No 'ethical shortfall' in sensitive study areas, argues Buckingham. Melanie Newman reports

October 23, 2008

The University of Buckingham has denied a claim by the Quality Assurance Agency (QAA) that it allowed a postgraduate law student to conduct research on sex offenders without consideration of ethical issues.

The lack of a central body for considering ethical issues related to research was one factor in the QAA's decision to give the private university a "limited confidence" rating after an institutional audit.

In an annexe to its audit report published last week, the QAA says its audit team met postgraduate students researching "very sensitive areas of legal and social practice (including sex offenders), who reported that they had begun (their research) before an overall consideration of ethical issues had taken place".

The watchdog adds: "This situation is untenable from the point of view of both the students themselves and of the university, both of which are exposed to unnecessary risk."

But Buckingham's vice-chancellor, Terence Kealey, denied the claim, and said he would be asking the QAA to remove the statement from its website. Professor Kealey said the student concerned had joined the university only five weeks earlier and had a pre-existing interest in sex offenders, but the area of PhD research had not been finalised. During the induction process, the student joined a supervision visit by criminology students to Grendon Underwood Prison. "That was the student's only potential exposure to sex offenders," Professor Kealey said. Soon after the QAA's visit, the student decided not to research sex offenders, he added.

He also denied that any of the seven research students interviewed by the QAA were involved in "very sensitive areas of legal and social practice".

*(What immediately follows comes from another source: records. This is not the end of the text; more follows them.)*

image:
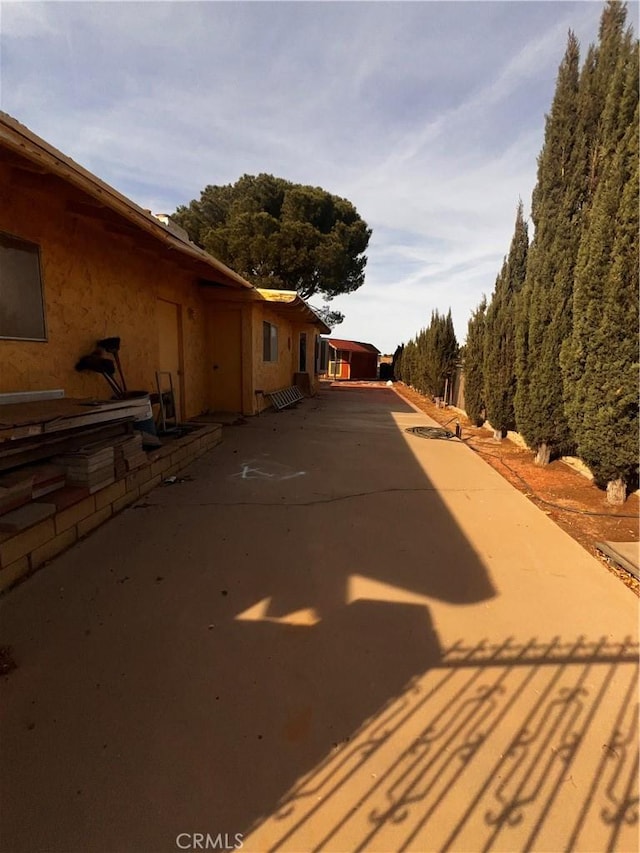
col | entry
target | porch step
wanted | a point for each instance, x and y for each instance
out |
(285, 397)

"They were researching areas already covered by ethical committees or in computing and biography, where ethical matters were not raised," he said. Professor Kealey criticised the QAA for focusing on process over outcomes when Times Higher Education first reported that his university had been given the "limited confidence" rating.

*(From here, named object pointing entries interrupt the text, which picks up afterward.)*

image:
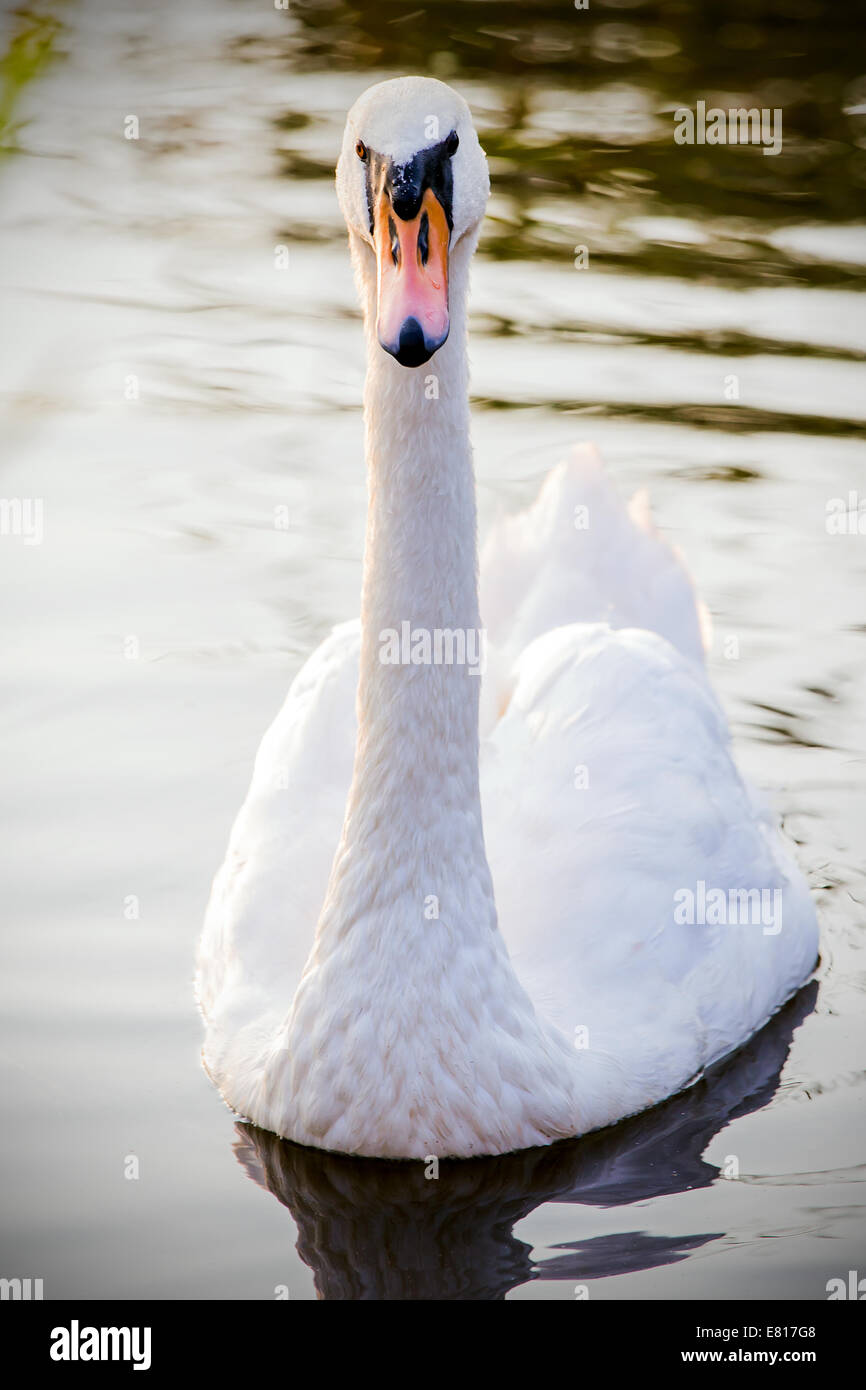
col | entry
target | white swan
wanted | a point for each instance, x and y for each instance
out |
(363, 987)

The QAA also found that the university had no central ethics committee. The QAA said: "It is essential for the university to establish, at institutional level and with a view to ensuring an appropriate level of independence, a formal arena for the consideration of ethical issues, particularly, but not exclusively, in the context of research activity."

The vice-chancellor said departments such as psychology, whose research deals directly with people, have their own ethics committees. In departments such as law, supervisors are responsible for research ethics.

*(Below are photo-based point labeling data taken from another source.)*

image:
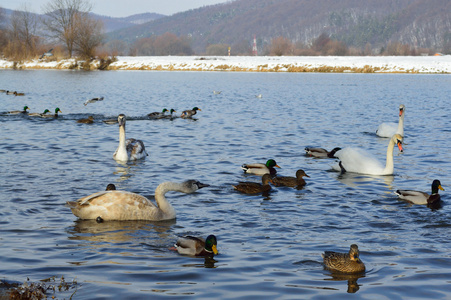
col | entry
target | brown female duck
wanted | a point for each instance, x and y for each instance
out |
(254, 187)
(291, 181)
(344, 262)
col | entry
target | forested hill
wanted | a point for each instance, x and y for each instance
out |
(370, 23)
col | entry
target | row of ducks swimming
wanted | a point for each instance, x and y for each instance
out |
(348, 263)
(45, 114)
(121, 205)
(113, 204)
(15, 93)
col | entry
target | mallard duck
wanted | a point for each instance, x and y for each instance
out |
(93, 100)
(89, 120)
(128, 149)
(417, 197)
(110, 121)
(51, 116)
(110, 187)
(390, 129)
(189, 113)
(171, 114)
(358, 161)
(39, 114)
(158, 115)
(196, 246)
(254, 187)
(123, 205)
(344, 262)
(261, 169)
(321, 152)
(291, 181)
(16, 112)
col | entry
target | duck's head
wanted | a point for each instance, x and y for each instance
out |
(266, 179)
(271, 163)
(401, 109)
(110, 187)
(397, 138)
(301, 173)
(211, 244)
(121, 120)
(354, 252)
(436, 185)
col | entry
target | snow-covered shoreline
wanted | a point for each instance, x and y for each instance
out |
(338, 64)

He added that the supervisor of the "sex offender student" had set up and chaired the Ethics Committee of the British Society of Criminology. Professor Kealey said: "We do not believe our existing practice has contributed to an ethical shortfall, and the QAA did not flag it up as a concern four years ago. To transform the lack of an institution-wide ethics committee from a matter causing no one concern to one contributing to limited confidence in just four years reflects badly on the QAA."

The QAA said that Buckingham was given numerous opportunities to challenge the report prior to publication, and at no stage did it contest the accuracy of the paragraph in question.